Statistics Colloquium: Lin Wang, Assistant Professor, Purdue University, Influence-Guided Subsampling under Measurement Constraints

Title: Influence-Guided Subsampling under Measurement Constraints

Presented by Lin Wang, Assistant Professor, Department of Statistics, Purdue University

DATE:  Wednesday, October 15, 2025, 3:30 PM, AUST 434

Webex link: Link 

Coffee will be available at 3:00 in the Noether Lounge (AUST 326)
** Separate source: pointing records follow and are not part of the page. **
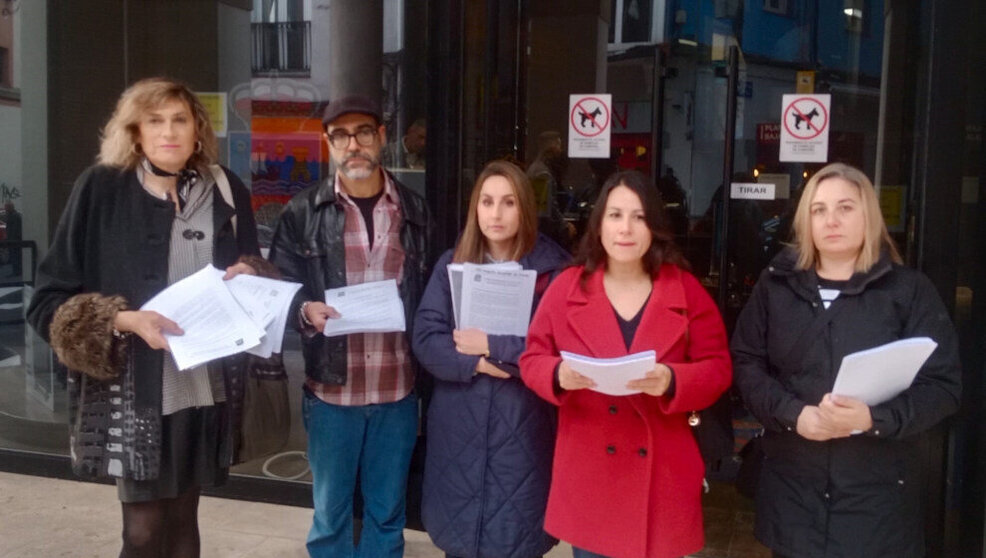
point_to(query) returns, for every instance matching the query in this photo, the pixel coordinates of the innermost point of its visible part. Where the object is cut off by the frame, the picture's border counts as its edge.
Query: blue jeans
(375, 441)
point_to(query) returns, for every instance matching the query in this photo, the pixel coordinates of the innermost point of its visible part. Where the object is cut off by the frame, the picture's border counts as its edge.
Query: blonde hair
(875, 235)
(472, 244)
(120, 138)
Abstract: Collecting labels for every point in a large dataset is often impractical due to measurement and budget constraints. A common remedy is to label only a carefully chosen subset of design points. In this talk, I will present a suite of computationally efficient subsampling methods that select small, informative subsets from large candidate pools. Unlike most existing approaches, which are tailored to low-dimensional settings, these methods explicitly accommodate high-dimensional regimes where the number of relevant predictors can be comparable to, or even exceed, the full sample size. I will describe theoretical guarantees and demonstrate performance through extensive numerical experiments. Across a wide range of scenarios, the methods consistently outperform existing subsampling techniques, resulting in substantial savings in labeling costs.

Bio: Lin Wang is an Assistant Professor of Statistics at Purdue University. Before joining Purdue, she was an Assistant Professor at George Washington University. She received her Ph.D. in Statistics from the University of California, Los Angeles, in 2019. Her research focuses on sampling and subsampling, experimental design, and causal inference, with applications to electronic health record data, large-scale genetic data, and computer experiments.